A set of new embroideries with a selection of older works by German artist, gathered for a specific installation: a reflection on the living space and the architectural environment.
For Isa Melsheimer, embroidery is also a medium for drawing and writing. Her exhibition is designed as a specific
installation in the Norman Foster building for which she is producing new embroidered hangings carrying
quotations from The Box Man, a novel by the Japanese writer Kobo Abe. It will also be focussing on a selection
of older works, around 24, dating from 2002 to 2009, which also express this idea of a different, hidden space,
from which come gazes that we are not aware of and which observe us. With a keen interest in architecture,
Melsheimer develops a line of thought around the living space as identified by modernist architecture and as
encountered on a day-to-day basis in the home, as well as shopping malls and the halfway places used by the
homeless. Some recent works created after press images taken during the collapse of the Archives of the City of
Cologne or other news events will be treating the subjects of instability and disappearance in our tightly
organised western world. This theme also refers back to the artist's great interest in issues to do with the
environment and collective responsibility.
Published on the occasion of Isa Melsheimer's exhibition at Carré d'art, Nîmes (France), from January to April 2010.

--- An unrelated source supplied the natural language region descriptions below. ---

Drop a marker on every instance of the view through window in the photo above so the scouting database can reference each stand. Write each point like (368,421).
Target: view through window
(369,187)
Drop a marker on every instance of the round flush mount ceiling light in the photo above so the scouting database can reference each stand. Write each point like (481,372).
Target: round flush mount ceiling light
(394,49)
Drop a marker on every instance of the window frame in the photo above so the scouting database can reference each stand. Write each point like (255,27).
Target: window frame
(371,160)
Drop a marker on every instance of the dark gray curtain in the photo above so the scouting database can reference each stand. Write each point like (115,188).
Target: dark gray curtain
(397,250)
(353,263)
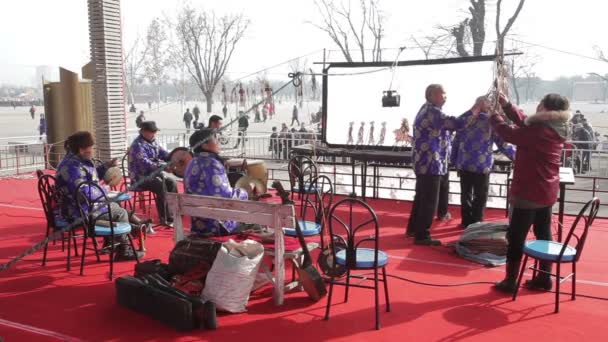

Isa Melsheimer (born 1968 in Neuss, Germany) questions modern architecture as much as our natural environment. She usually operates in situ. Her work straddles painting, embroidery and sculpture, and includes plants. Her work questions the complex, evolving relationship of humans with their environment. Architecture plays a central role in the work of Isa Melsheimer, more particularly the shapes and figureheads of modernism, notably Ludwig Mies van der Rohe or Le Corbusier.